NVIDIA / cutlass

CUDA Templates for Linear Algebra Subroutines
Other
4.96k stars 849 forks source link

[QST] Epilogue Broadcast: `Adapter` vs `GemmUniversal` #1459

Open jeromeku opened 3 months ago

jeromeku commented 3 months ago

What is your question? Trying to understand the behavior of Gemm with a column-broadcasted bias vector epilogue.

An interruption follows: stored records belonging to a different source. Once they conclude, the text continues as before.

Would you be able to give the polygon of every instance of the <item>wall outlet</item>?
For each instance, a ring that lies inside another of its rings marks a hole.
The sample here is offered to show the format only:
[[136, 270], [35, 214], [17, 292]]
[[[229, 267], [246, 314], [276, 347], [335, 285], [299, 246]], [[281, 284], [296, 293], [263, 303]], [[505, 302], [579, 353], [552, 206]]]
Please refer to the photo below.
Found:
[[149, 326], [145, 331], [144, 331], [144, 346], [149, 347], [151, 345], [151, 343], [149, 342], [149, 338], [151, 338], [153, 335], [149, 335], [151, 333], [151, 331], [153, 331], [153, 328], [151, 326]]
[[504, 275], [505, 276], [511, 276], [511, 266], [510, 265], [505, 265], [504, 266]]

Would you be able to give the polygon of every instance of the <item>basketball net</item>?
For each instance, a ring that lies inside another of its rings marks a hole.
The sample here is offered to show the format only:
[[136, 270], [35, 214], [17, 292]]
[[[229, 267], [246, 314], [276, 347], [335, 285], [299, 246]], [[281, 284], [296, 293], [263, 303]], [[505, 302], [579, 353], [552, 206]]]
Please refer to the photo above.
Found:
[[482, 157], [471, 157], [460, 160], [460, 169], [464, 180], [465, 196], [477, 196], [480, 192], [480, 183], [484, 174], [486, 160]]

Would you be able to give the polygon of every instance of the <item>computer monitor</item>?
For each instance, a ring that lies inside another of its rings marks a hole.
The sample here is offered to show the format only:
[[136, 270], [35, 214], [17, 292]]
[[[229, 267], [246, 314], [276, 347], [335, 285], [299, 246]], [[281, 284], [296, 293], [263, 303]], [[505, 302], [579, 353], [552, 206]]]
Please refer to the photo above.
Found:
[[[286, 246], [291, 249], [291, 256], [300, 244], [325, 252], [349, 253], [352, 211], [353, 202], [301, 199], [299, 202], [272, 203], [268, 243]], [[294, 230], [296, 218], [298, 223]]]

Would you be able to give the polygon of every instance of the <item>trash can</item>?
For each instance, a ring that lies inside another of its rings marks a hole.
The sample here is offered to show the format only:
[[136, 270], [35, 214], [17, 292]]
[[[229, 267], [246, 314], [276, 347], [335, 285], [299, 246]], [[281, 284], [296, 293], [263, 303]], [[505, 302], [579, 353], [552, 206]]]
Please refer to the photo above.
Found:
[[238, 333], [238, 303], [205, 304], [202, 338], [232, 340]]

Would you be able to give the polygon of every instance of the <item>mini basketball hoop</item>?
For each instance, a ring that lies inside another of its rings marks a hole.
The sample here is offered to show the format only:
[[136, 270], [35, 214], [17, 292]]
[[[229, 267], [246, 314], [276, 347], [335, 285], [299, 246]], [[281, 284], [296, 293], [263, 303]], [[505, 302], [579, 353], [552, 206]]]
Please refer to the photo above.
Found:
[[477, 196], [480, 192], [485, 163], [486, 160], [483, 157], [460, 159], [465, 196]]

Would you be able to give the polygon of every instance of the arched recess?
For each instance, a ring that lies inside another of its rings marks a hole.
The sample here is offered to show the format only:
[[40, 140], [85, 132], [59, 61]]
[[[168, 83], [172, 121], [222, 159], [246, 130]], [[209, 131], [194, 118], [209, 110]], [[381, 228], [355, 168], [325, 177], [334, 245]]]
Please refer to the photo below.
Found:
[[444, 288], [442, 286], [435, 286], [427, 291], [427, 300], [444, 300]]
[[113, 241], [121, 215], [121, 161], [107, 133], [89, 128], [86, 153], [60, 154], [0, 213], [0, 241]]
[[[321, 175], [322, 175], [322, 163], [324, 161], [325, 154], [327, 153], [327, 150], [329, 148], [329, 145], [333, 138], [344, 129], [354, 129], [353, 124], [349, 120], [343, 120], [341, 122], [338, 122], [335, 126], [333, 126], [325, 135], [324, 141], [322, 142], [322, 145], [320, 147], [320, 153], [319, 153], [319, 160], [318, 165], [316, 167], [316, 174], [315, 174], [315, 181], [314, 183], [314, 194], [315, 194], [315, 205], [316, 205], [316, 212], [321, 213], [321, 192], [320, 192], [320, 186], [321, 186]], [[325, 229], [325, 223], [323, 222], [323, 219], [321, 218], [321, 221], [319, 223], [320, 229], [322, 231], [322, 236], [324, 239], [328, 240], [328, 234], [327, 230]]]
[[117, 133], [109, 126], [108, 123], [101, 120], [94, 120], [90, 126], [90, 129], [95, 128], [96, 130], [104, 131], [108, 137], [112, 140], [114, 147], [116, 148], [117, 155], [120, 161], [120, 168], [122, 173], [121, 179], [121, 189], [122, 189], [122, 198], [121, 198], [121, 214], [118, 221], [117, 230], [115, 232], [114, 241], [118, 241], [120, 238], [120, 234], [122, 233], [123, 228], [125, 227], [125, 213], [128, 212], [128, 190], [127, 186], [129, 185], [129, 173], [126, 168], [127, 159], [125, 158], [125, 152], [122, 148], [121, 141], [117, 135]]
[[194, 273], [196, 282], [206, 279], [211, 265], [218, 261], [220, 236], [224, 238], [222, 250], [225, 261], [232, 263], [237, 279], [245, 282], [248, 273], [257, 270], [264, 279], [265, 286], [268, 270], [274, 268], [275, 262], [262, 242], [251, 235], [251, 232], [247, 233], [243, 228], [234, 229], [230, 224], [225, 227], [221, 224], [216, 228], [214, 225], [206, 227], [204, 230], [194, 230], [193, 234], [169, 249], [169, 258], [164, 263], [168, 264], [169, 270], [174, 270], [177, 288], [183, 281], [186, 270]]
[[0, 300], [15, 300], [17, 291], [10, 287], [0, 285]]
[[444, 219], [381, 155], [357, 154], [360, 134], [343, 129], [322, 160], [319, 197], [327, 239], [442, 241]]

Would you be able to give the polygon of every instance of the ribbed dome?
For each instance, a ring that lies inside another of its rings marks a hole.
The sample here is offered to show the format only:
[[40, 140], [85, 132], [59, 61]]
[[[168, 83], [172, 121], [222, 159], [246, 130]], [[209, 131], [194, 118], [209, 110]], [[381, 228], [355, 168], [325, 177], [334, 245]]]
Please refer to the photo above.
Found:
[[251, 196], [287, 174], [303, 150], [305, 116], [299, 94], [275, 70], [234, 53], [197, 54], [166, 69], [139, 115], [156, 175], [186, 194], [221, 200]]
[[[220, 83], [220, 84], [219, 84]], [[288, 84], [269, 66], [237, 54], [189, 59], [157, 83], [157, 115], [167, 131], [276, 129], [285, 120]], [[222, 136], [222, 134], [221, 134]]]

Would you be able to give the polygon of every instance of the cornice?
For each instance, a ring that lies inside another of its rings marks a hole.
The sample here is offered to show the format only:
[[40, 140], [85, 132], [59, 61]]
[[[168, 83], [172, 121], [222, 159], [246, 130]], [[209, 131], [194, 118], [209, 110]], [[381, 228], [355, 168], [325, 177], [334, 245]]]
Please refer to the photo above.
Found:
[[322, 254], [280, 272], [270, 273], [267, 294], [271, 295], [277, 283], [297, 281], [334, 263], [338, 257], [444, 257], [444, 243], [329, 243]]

When defining a device GemmUniversalWithBroadcast with the following config:

using DType = cutlass::half_t;
using ElementWiseOp = cutlass::epilogue::thread::Identity<DType>;
using BinaryOp = cutlass::plus<DType>;
using LayoutA = cutlass::layout::RowMajor;
using LayoutB = cutlass::layout::RowMajor;
using LayoutC = cutlass::layout::RowMajor;

constexpr int stages = 3;
using ThreadBlockSwizzle = cutlass::gemm::threadblock::GemmIdentityThreadblockSwizzle<1>;

using EpilogueOutputOp = cutlass::epilogue::thread::LinearCombinationBiasElementwise<
    DType,
    DType,
    DType,
    DType,
    DType,
    8,
    ElementWiseOp,
    BinaryOp>;

using GemmUniversal = cutlass::gemm::device::GemmUniversalWithBroadcast<
    DType,
    LayoutA,
    DType, LayoutB,
    DType, LayoutC,
    DType,
    cutlass::arch::OpClassTensorOp,
    cutlass::arch::Sm80,
    cutlass::gemm::GemmShape<128, 128, 32>,
    cutlass::gemm::GemmShape<64, 64, 32>,
    cutlass::gemm::GemmShape<16, 8, 16>,
    EpilogueOutputOp,
    ThreadBlockSwizzle,
    stages>;

I get a core dump whenever I try to run the above with M != K. Running with M == N, I get the correct GEMM but the epilogue is broadcasted incorrectly (row-wise vs column-wise).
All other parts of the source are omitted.